La néobanque Revolut se retrouve au cœur d'une cyberattaque d'envergure, fruit d'une opération d'ingénierie sociale particulièrement sophistiquée qui se serait étalée sur six mois. En exploitant des failles liées à des procédures de vérification d'identité (KYC) présentées comme émanant des forces de l'ordre, les assaillants ont réussi à s'introduire dans les systèmes de l'institution. Si l'entreprise minimise l'incident en le qualifiant de limité, les premières analyses suggèrent une compromission majeure touchant principalement une clientèle située en France et en Suisse, exposant des données personnelles critiques telles que les coordonnées bancaires, les historiques de transactions en monnaie fiduciaire et les mouvements d'actifs numériques.

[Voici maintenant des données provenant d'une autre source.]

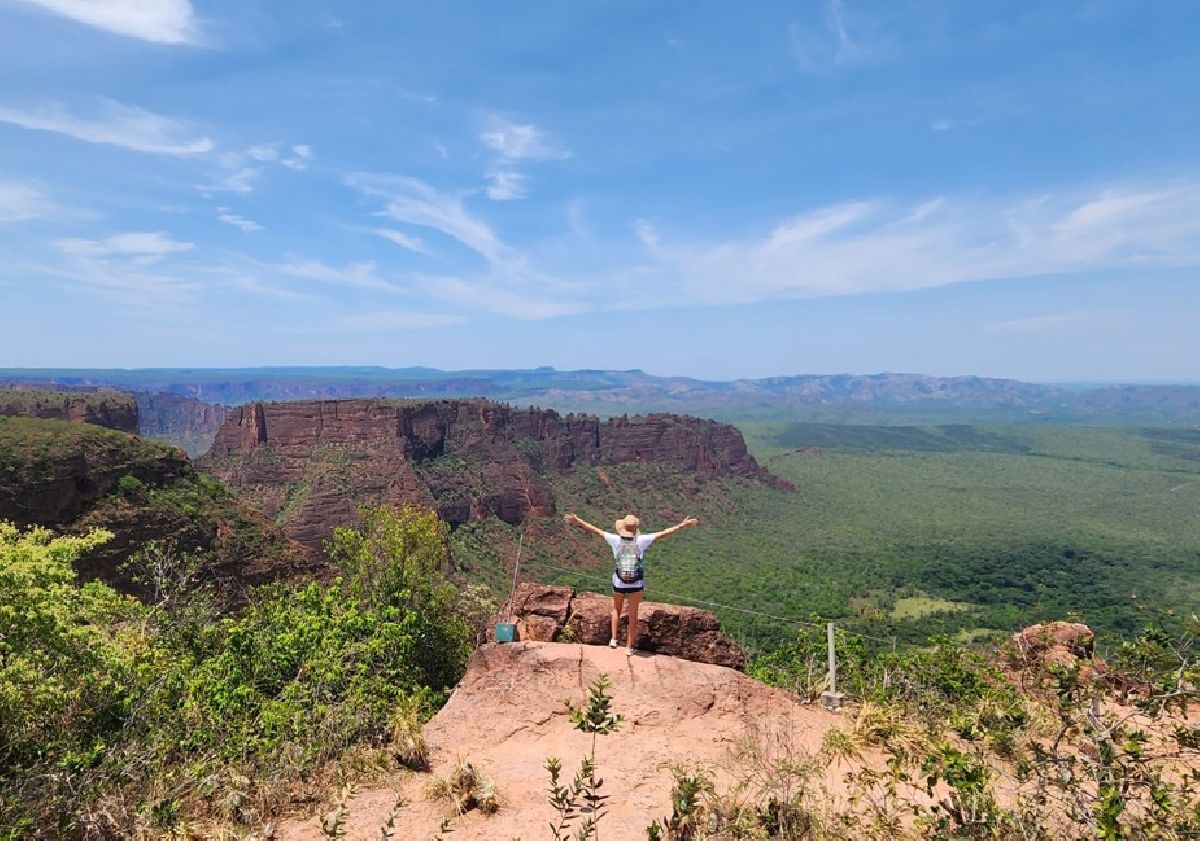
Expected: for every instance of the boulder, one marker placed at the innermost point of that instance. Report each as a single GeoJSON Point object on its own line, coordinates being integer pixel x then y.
{"type": "Point", "coordinates": [1054, 643]}
{"type": "Point", "coordinates": [558, 614]}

Le mode opératoire souligne une fragilité dans la gestion des données sensibles, avec des informations subtilisées incluant des documents KYC complets et des détails de contact. Les hackers, communiquant via une plateforme dédiée, revendiquent la détention d'une base de données exhaustive et accusent la banque d'avoir ignoré des signalements antérieurs concernant la sécurité de ses accès. La situation prend une tournure alarmante avec la circulation de rumeurs faisant état d'une demande de rançon atteignant 10 000 bitcoins, soit l'équivalent de près de 780 millions de dollars. Bien que ce montant demeure invérifié, l'aspect extorqueur de cette cyberattaque semble avéré, plaçant la direction de la néobanque sous une pression médiatique et sécuritaire intense.
Les répercussions de cette fuite touchent particulièrement des profils à haut risque, incluant des personnalités publiques et des clients VIP. Si Revolut insiste sur l'intégrité de ses applications et la sécurité des fonds des utilisateurs, la fuite d'informations identifiables expose ces derniers à des risques accrus de tentatives de phishing, d'usurpation d'identité et de cyber-harcèlement. L'enjeu est désormais de contenir la propagation des données dérobées et de restaurer la confiance auprès d'une base de clients dépassant les 80 millions de membres, dont la sérénité face à la protection de leur patrimoine numérique est aujourd'hui entamée.
Face à cette menace, les experts en cybersécurité recommandent une vigilance accrue pour tous les utilisateurs de la plateforme. Parmi les mesures préventives immédiates, il est vivement conseillé de geler tout dossier de crédit si l'option est disponible, de procéder à une réinitialisation systématique des codes d'accès et d'activer des alertes rigoureuses sur l'ensemble des transactions par carte. Il est également crucial de faire preuve d'une méfiance absolue vis-à-vis de toute sollicitation entrante, particulièrement si l'interlocuteur utilise des informations privées — comme un IBAN ou l'historique d'une transaction crypto — pour tenter d'établir une légitimité trompeuse.